Formulários do site e RGPD: checklist para estares mesmo conforme
Quase todos os sites de PME em Portugal têm formulários: contacto, orçamento, newsletter, marcação. E quase todos falham um ou mais requisitos do RGPD, não por má-fé, mas porque o template do tema veio do estrangeiro e ninguém o reviu.
Este guia dá-te a checklist concreta. Não é juridiquês. É o que tem de existir no formulário, no email que sai, e no que ficas a guardar.
Antes de tudo: qual é a base legal
O RGPD não exige consentimento para tudo. Exige uma base legal, e há seis. Para formulários típicos de PME, três interessam:
- Consentimento (artigo 6.º/1/a): newsletter, comunicações promocionais. Tem de ser ativo, específico e revogável.
- Execução de contrato ou diligência pré-contratual (6.º/1/b): pedido de orçamento, marcação, contacto comercial sobre serviço que vais prestar.
- Interesse legítimo (6.º/1/f): seguimento comercial razoável, segurança do site. Exige teste de ponderação.
A diferença prática: para pedido de orçamento não precisas de checkbox "aceito o tratamento dos meus dados". O contacto é a própria diligência pré-contratual. Para newsletter, precisas. Confundir os dois é o erro mais comum.
A checklist mínima por formulário
Imprime, cola ao lado do monitor. Cada formulário do site tem de cumprir:
- Recolhe só o necessário. Nome + email + mensagem chega para contacto. Pedir NIF, morada e telefone num formulário de "fala connosco" é violação do princípio da minimização.
- Identifica o responsável pelo tratamento. Nome, NIF, contacto. Não obrigatório no próprio formulário, mas tem de constar na política de privacidade ligada.
- Indica a finalidade. "Vamos usar estes dados para te responder ao pedido." Frase curta perto do botão de envio.
- Indica o prazo de retenção. "Mantemos durante 24 meses ou até pedires apagamento." Não precisa estar no formulário, mas tem de estar acessível.
- Liga à política de privacidade. Link visível antes do botão. Não em rodapé minúsculo.
- Checkbox de consentimento só quando necessário. Newsletter sim. Contacto comercial pré-contratual não. Pré-marcado é proibido.
- Mecanismo de revogação. Para newsletter: link "unsubscribe" em cada email enviado. Para outros: contacto direto.

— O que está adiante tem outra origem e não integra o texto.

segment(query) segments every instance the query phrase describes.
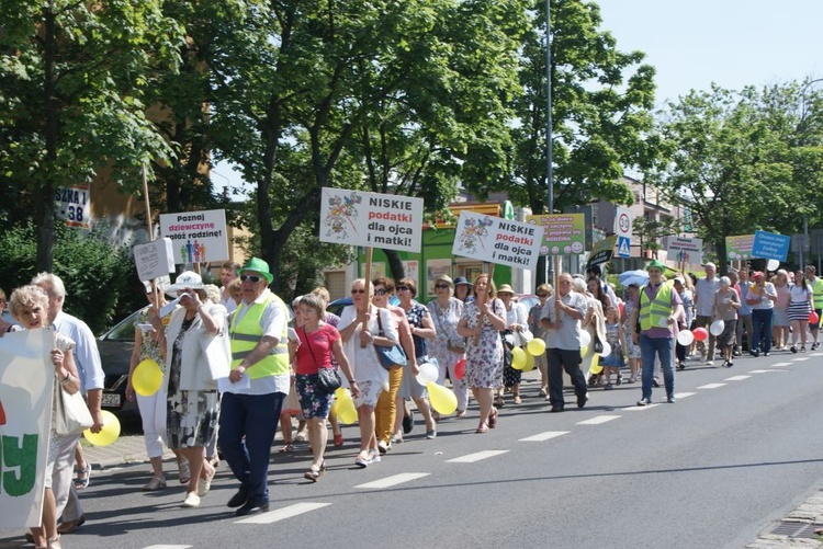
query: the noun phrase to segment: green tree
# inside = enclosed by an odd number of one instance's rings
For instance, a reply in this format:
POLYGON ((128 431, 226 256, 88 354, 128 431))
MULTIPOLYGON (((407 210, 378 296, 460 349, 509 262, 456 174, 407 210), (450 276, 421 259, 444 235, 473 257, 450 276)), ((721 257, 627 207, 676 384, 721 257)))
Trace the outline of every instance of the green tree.
POLYGON ((726 236, 791 230, 787 218, 803 208, 805 193, 793 183, 794 126, 785 92, 692 90, 669 103, 662 121, 665 164, 650 181, 672 199, 688 203, 698 236, 714 248, 721 272, 726 236))
MULTIPOLYGON (((256 2, 245 11, 217 14, 207 39, 195 38, 207 49, 213 75, 212 124, 219 135, 215 146, 255 185, 260 250, 274 270, 275 287, 285 243, 296 227, 317 215, 320 190, 349 183, 362 187, 362 179, 347 178, 349 169, 365 174, 374 167, 362 162, 369 153, 382 161, 372 137, 380 136, 375 128, 383 108, 382 122, 399 113, 412 115, 407 129, 417 135, 405 136, 415 145, 401 147, 397 141, 397 148, 383 156, 395 169, 384 163, 386 173, 375 174, 374 185, 385 182, 393 191, 425 194, 449 180, 449 170, 456 170, 448 165, 456 162, 452 157, 465 164, 463 178, 499 179, 505 173, 498 135, 504 118, 498 115, 508 99, 505 89, 510 87, 517 46, 510 36, 522 8, 519 0, 256 2), (496 85, 481 87, 477 78, 465 78, 482 71, 485 82, 496 80, 496 85), (433 100, 425 103, 426 94, 433 100), (449 94, 474 100, 458 105, 446 101, 449 94), (425 156, 420 145, 442 148, 442 139, 432 145, 421 142, 420 136, 446 133, 444 126, 461 116, 481 122, 450 130, 462 133, 459 155, 447 156, 439 171, 426 161, 426 175, 418 157, 415 186, 408 179, 404 183, 415 170, 401 167, 402 156, 425 156), (432 121, 439 126, 422 128, 433 126, 432 121), (282 170, 286 151, 308 159, 311 179, 291 178, 292 172, 282 170), (272 214, 283 208, 284 216, 272 214)), ((398 121, 391 121, 392 139, 402 137, 398 121)), ((386 128, 383 136, 388 135, 386 128)), ((448 139, 453 144, 458 136, 448 139)), ((453 192, 453 183, 448 191, 453 192)))
POLYGON ((113 181, 136 183, 140 167, 170 152, 144 102, 154 70, 177 64, 183 38, 161 5, 0 3, 0 174, 34 214, 38 270, 53 267, 57 187, 103 167, 113 181))
MULTIPOLYGON (((533 2, 530 13, 506 190, 515 203, 542 213, 548 207, 545 2, 533 2)), ((650 168, 657 150, 651 135, 654 68, 642 62, 643 53, 617 48, 615 37, 600 28, 594 2, 552 1, 551 24, 554 208, 562 211, 596 198, 632 204, 620 179, 625 169, 650 168)), ((538 284, 542 265, 541 260, 538 284)))

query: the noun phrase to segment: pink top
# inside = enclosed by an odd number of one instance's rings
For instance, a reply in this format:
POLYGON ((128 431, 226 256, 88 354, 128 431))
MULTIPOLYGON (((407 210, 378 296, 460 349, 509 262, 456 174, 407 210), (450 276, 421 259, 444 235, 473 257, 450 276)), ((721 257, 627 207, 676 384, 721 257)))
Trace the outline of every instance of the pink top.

- Confirmação de envio. O utilizador tem de saber que os dados foram recebidos.
- Honeypot ou CAPTCHA acessível. Não para RGPD diretamente, mas para evitar processar dados de bots (que também é processamento).
- HTTPS obrigatório. Sem TLS, qualquer formulário viola o artigo 32.º (segurança do tratamento).
Falhas frequentes: checkboxes pré-marcadas, "ao continuar concordas com tudo", política linkada em letra cinza no rodapé.
Consentimento, o que torna um consentimento válido
O artigo 7.º do RGPD e as orientações da CNPD dizem que o consentimento tem de ser:
- Livre, sem condicionar acesso ao serviço (não podes obrigar a aceitar newsletter para descarregar um ebook que prometeste grátis).
- Específico, uma finalidade por consentimento. "Newsletter + parceiros + remarketing" tudo numa caixa é inválido.
- Informado, quem trata, para quê, durante quanto tempo, direitos.
- Inequívoco, ato afirmativo. Caixa pré-marcada não conta. Continuar a navegar não conta.
- Revogável, tão fácil revogar como dar. Se deste consentimento com um clique, revogar não pode exigir telefonema ou carta.
E tens de conseguir provar que houve consentimento. Guarda data, hora, IP, texto exato apresentado e versão da política aceite. Sem registo, não conseguiste provar nada.
Retenção, quanto tempo guardar
Não há prazo único no RGPD, depende da finalidade. Padrões usados em PME portuguesas:
- Contacto/orçamento que não converteu: 12 a 24 meses (interesse legítimo de seguimento comercial).
- Cliente ativo: durante a relação + 10 anos (obrigações fiscais, Código do IVA).
- Newsletter: enquanto subscrição ativa + 30 dias após cancelamento.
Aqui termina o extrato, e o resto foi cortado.